Only when on a brief visit back to Sévaré did the insecurity resurface. Discussing the question of Northern Mali with other travellers at the bus station, I got a seemingly exhaustive list of attacks undertaken anywhere between Sévaré and Gossi. My friends in Gossi were surprised when I mentioned some of them, because they had not heard of those episodes and prided themselves upon being up to date with local news.

But with such a flurry of rumour, no one could capture it all. The people just outside the area, like passers-by earlier, insisted on the gravity of the situation. Meanwhile, I had taken to strolling around in Sévaré at night, not something I would have done when heading to Gossi a few weeks earlier.
Back in Gossi, I left the house of a Tuareg chief at nightfall, crossing the lake in a wooden boat at dusk. My host was still clearly watching my steps and planned to fetch me, but never turned up.
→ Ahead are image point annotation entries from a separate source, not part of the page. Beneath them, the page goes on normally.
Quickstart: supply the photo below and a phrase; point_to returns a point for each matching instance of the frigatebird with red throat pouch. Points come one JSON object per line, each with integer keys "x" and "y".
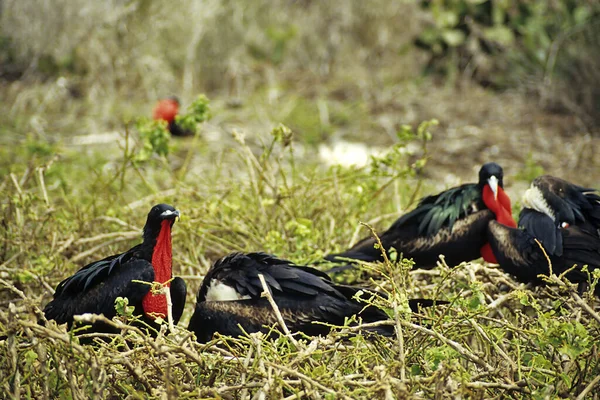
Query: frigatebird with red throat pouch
{"x": 452, "y": 223}
{"x": 96, "y": 286}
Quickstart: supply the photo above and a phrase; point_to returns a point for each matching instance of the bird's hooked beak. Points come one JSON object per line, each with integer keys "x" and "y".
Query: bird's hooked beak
{"x": 493, "y": 182}
{"x": 170, "y": 214}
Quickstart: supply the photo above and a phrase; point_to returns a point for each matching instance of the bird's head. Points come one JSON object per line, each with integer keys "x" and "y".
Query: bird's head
{"x": 161, "y": 215}
{"x": 491, "y": 174}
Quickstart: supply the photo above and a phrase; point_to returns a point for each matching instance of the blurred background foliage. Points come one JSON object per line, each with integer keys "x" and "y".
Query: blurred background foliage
{"x": 74, "y": 66}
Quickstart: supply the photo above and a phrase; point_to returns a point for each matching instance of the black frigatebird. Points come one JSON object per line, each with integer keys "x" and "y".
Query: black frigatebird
{"x": 95, "y": 287}
{"x": 229, "y": 301}
{"x": 453, "y": 223}
{"x": 565, "y": 219}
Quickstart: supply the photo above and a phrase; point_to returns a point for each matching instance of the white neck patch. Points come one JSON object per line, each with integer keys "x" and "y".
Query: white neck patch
{"x": 534, "y": 199}
{"x": 218, "y": 291}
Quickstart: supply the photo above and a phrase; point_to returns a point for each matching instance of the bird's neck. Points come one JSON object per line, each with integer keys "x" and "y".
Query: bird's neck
{"x": 162, "y": 259}
{"x": 162, "y": 255}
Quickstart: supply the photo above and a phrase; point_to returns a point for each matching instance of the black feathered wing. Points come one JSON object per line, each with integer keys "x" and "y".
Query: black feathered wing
{"x": 430, "y": 230}
{"x": 100, "y": 295}
{"x": 304, "y": 296}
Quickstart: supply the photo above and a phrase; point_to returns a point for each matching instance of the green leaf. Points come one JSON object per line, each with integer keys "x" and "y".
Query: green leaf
{"x": 453, "y": 37}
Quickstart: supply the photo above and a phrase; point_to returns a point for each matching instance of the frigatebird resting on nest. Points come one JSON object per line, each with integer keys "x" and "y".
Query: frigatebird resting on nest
{"x": 229, "y": 301}
{"x": 94, "y": 288}
{"x": 453, "y": 223}
{"x": 166, "y": 110}
{"x": 565, "y": 219}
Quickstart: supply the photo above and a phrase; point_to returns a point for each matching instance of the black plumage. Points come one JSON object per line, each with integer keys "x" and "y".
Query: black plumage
{"x": 95, "y": 287}
{"x": 452, "y": 223}
{"x": 229, "y": 301}
{"x": 565, "y": 220}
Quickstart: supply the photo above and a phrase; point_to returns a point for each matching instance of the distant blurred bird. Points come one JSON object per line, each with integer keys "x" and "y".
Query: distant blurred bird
{"x": 166, "y": 110}
{"x": 229, "y": 301}
{"x": 95, "y": 287}
{"x": 565, "y": 219}
{"x": 453, "y": 223}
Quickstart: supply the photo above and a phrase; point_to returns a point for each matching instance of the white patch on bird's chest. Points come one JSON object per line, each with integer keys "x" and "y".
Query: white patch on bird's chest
{"x": 218, "y": 291}
{"x": 534, "y": 199}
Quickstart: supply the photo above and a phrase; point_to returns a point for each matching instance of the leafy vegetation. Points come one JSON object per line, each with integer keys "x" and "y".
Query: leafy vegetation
{"x": 494, "y": 339}
{"x": 245, "y": 182}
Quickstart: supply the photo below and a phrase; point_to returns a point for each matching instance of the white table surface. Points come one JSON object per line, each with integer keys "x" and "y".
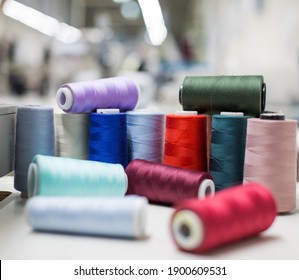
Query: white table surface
{"x": 19, "y": 242}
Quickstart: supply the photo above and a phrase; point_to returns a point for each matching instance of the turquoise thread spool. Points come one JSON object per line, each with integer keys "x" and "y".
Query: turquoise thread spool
{"x": 215, "y": 94}
{"x": 57, "y": 176}
{"x": 228, "y": 149}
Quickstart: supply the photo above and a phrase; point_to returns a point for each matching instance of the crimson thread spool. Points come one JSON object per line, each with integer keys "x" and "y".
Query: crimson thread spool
{"x": 232, "y": 215}
{"x": 164, "y": 184}
{"x": 108, "y": 137}
{"x": 186, "y": 141}
{"x": 271, "y": 157}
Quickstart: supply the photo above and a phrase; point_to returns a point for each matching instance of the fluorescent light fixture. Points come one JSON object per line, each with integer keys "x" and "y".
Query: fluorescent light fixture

His motorbike broke down and his phone was out of power. A young Tuareg crossing the lake with me insisted that I ride on the back of his motorbike. He travelled at break-neck speed in the dark and through sand, threatening to topple at any moment. I soon told him that I could find my own my way, descended and continued on foot through the predominantly darkened town. Walking alone past strangers no longer worried me, not even at night. Ironically, a few nights before my departure, a brief ride on a motorbike turned out to be the most dangerous thing I did in Gossi.

Ole Martin Gaasholt is a Senior Researcher at the Nordic Africa Institute. He has a long experience living in Northern Mali, researching conflict and politics for almost two decades.